Prior to hypothesis-testing, data cleaning was conducted using Microsoft Excel. All subsequent analyses were conducted using IBM SPSS Statistics 27. As several variables were not normally distributed and transformations did not improve normality, bootstrapping (5000 bootstrapped samples) were used for all analyses. Due to group differences in age and education and potential influences of trauma type and time since trauma on findings[e.g., 68,69, these variables were included as covariates in all analyses. Following current recommendations70, anxiety and depression were not included as covariates but were rather used to provide further details about the sample.
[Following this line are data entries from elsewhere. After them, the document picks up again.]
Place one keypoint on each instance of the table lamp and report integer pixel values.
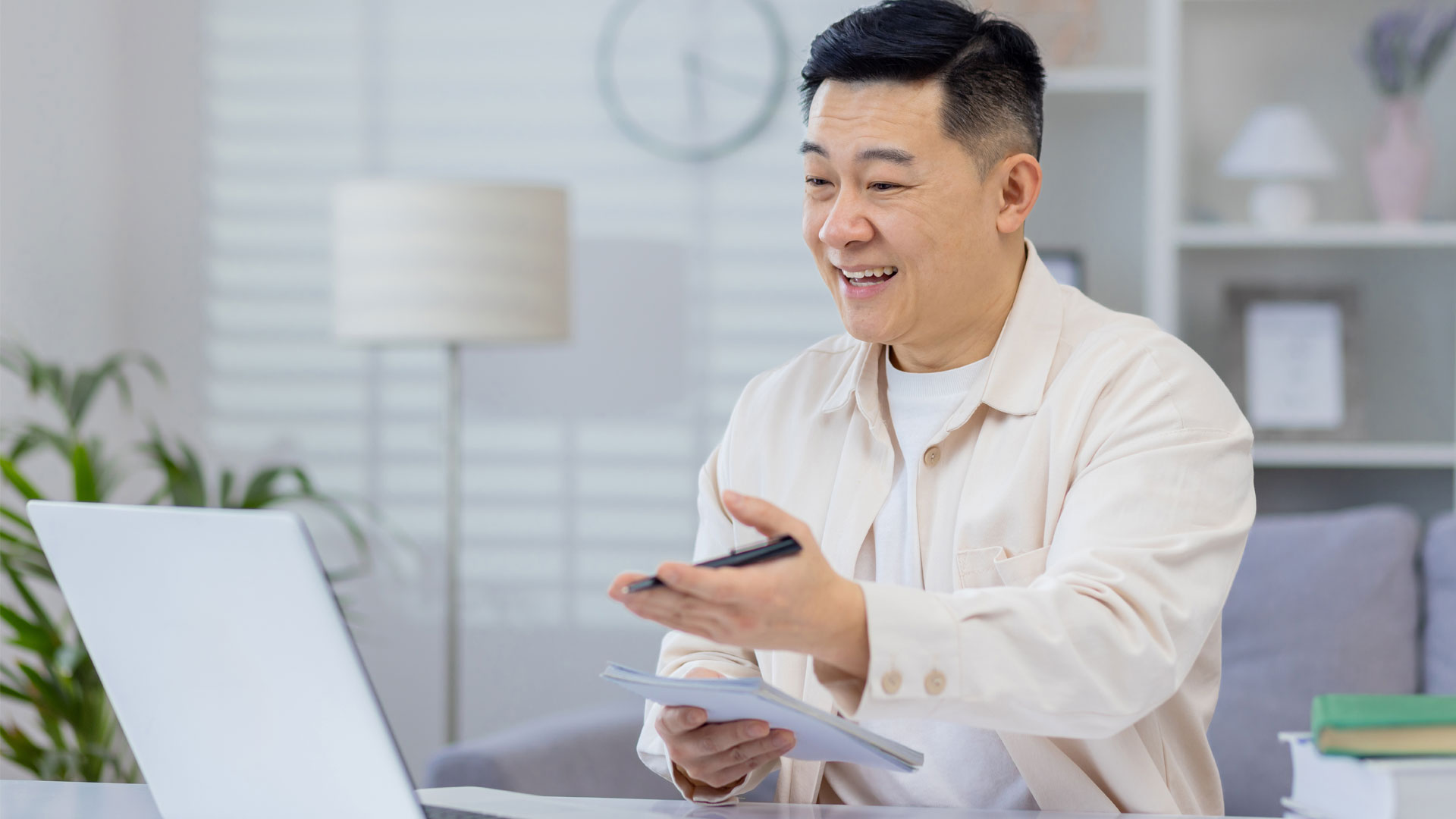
(449, 264)
(1280, 148)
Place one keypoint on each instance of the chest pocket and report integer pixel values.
(990, 566)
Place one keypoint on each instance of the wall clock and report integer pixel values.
(692, 79)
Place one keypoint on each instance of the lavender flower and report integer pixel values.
(1404, 49)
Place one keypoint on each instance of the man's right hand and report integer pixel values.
(718, 754)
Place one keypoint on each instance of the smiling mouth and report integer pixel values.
(871, 276)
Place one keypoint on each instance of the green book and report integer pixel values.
(1383, 725)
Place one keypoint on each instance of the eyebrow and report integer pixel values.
(894, 155)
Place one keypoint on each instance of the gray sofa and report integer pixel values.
(1327, 602)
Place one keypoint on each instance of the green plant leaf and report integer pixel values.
(17, 516)
(36, 610)
(18, 482)
(86, 490)
(224, 488)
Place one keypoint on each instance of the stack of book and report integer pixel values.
(1375, 757)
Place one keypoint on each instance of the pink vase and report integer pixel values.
(1398, 161)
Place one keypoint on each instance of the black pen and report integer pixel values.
(777, 548)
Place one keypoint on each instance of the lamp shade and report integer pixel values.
(431, 261)
(1280, 142)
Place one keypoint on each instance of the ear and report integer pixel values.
(1019, 180)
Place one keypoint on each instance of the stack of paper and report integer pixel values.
(1350, 787)
(819, 735)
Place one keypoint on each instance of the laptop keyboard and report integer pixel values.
(436, 812)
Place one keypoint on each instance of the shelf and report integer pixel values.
(1323, 235)
(1097, 80)
(1356, 455)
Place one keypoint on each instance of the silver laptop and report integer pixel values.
(228, 662)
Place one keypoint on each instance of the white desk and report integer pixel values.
(74, 800)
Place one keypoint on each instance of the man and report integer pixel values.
(1021, 512)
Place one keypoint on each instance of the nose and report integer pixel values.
(846, 223)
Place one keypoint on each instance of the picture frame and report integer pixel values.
(1294, 360)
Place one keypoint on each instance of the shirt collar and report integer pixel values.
(1018, 366)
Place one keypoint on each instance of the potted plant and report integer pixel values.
(74, 733)
(1402, 50)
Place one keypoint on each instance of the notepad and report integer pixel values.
(819, 735)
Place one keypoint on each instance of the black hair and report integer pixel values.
(987, 67)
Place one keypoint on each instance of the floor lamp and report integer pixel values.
(449, 264)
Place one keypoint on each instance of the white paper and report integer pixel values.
(1294, 363)
(819, 735)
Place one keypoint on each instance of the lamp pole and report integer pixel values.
(453, 499)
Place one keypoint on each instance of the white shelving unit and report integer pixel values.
(1356, 455)
(1323, 235)
(1097, 80)
(1175, 248)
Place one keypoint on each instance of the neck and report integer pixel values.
(976, 338)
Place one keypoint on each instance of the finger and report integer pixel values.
(718, 738)
(702, 583)
(767, 519)
(740, 770)
(774, 742)
(680, 719)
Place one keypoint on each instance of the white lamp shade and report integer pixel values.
(437, 261)
(1280, 142)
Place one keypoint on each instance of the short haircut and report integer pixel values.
(989, 69)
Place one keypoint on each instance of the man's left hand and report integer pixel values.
(799, 604)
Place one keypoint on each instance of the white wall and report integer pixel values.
(99, 190)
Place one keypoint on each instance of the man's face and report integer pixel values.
(886, 188)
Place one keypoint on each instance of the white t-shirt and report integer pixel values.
(965, 767)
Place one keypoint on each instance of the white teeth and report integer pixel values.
(871, 271)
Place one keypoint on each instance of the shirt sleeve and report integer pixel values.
(685, 651)
(1142, 558)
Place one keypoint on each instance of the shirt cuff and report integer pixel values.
(913, 657)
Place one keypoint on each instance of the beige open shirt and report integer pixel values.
(1098, 494)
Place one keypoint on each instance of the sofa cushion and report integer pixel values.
(1321, 604)
(1439, 569)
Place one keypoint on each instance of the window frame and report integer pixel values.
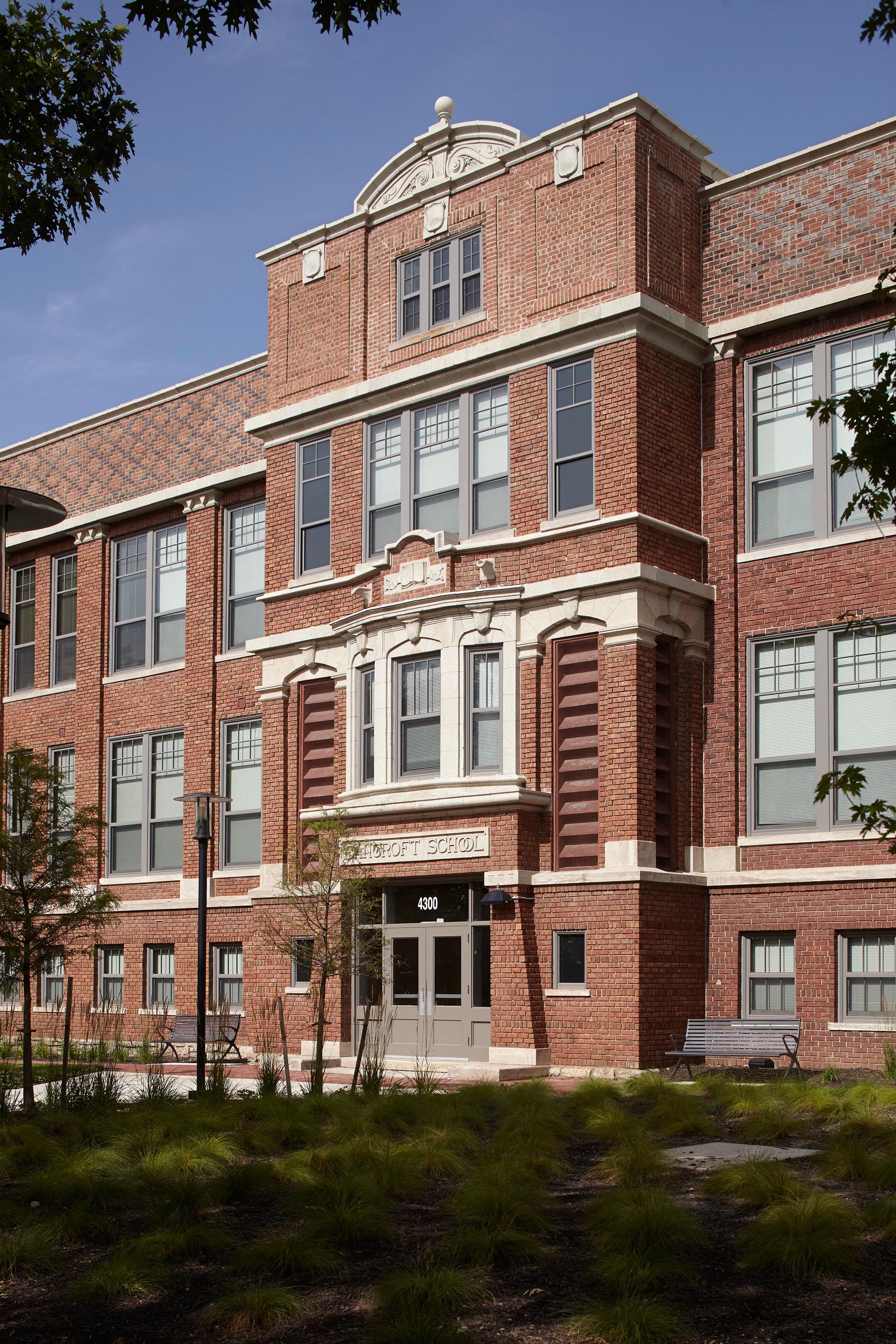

To assess Hypothesis 1, group differences were explored using a series of one-way (Asian American vs. European American) Analysis of Covariances, with cognitive appraisals and emotion regulation the dependent variables. For the variables, interpersonal emotion regulation, trauma-related cognitions and public and communal self-cognitive appraisals Multivariate Analysis of Covariances were used with the sub-scales as dependent variables. To examine Hypothesis 2, we conducted a series of moderation analyses for each appraisal and emotion regulation type using PROCESS (model 1)71. We also conducted exploratory analyses using regression analyses to examine the associations between the (a) emotion regulation variables and PTSD symptoms, and (b) cognitive appraisal variables and PTSD symptoms for each cultural group. Given our sample size, these analyses were exploratory and are reported in Supplementary Material. To test Hypothesis 3, we conducted a series of mediation analyses using PROCESS (model 4)71 with self-construal as the predictor, PTSD symptoms as the dependent variable, and the mediators were cognitive appraisals and emotion regulation. For our exploratory analyses, a series of moderated mediation models were tested using bootstrapping (“PROCESS” macro, model 7)71 with bias-corrected 95% confidence intervals to assess the significance of the indirect effects at differing levels of the moderator (cultural group). Confidence intervals were used to determine significance of results, with confidence intervals not including 0 being considered significant.